Tools used to perform measurements:

  • perf: query the Performance Monitor Unit (PMU) events, core counters of processors and also software events counted by the Linux kernel; these data is aggregated by socket
  • ps: obtain information about the threads running on different cores; independently, also obtain information about RSS memory
  • opainfo, to query OmniPath (OPA) network metrics; per-node data
  • mmpmon, to query GPFS file systems metrics; per-node data
  • SLURM commands as scontrolsqueue and sacct to gather additional information for jobs

Epochs:

Performance data is sampled at regular intervals by hpcmd. It calls the perf tool in a blocking way: perf sets up counters, measures for some time (duration: epoch = 240 sec, awake = 230 sec) and finally reads from these counters.

All the other tools called by hpcmd return within a fraction of a second.

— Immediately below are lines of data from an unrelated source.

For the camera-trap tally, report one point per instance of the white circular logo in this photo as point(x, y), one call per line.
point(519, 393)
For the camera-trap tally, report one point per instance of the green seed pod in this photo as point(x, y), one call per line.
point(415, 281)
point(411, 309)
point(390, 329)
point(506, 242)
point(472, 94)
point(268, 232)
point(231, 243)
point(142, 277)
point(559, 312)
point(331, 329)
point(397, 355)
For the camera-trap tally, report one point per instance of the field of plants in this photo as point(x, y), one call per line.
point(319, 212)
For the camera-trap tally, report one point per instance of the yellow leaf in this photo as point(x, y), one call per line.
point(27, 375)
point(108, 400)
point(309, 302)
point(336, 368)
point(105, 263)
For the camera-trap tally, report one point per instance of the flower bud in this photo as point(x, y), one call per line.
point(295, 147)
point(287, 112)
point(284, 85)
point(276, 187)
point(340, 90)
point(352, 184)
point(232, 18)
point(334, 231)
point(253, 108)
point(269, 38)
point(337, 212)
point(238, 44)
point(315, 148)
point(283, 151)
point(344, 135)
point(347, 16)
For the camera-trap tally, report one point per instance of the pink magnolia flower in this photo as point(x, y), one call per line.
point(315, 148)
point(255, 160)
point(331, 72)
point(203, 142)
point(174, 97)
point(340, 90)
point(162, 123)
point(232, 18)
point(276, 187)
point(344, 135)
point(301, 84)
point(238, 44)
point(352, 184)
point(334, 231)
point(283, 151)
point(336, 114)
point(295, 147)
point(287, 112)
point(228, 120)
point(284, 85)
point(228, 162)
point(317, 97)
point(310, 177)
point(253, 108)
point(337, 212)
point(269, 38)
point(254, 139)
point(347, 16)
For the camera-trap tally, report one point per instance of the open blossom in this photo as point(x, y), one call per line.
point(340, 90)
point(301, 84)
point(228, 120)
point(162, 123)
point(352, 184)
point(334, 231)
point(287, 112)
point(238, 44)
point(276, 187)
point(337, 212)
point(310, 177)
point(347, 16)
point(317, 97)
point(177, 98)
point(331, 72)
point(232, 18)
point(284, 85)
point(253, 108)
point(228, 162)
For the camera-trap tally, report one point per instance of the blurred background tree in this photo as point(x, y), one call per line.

At the beginning of each epoch, each 4 minutes, a new measurement is started.

Data management and visualization 

The syslog messages generated by hpcmd (each 4 minutes for running jobs) on each node are transported and collected by the rsyslog tool (via ethernet) to be recorded in a database. 

Jobs collected data is available for visualization.  

 

Interference with other performance tools

To run some special category of jobs might be necessary to suspend the hpcmd system service for the duration of the job as the hpcmd tool continuously queries hardware counters through the linux perf tool and those cannot be simultaneously accessed by a second tool. For example this may be necessary when using one of the following or similar tools in a job: Intel VTUNE, Intel Advisor, PAPI, perf...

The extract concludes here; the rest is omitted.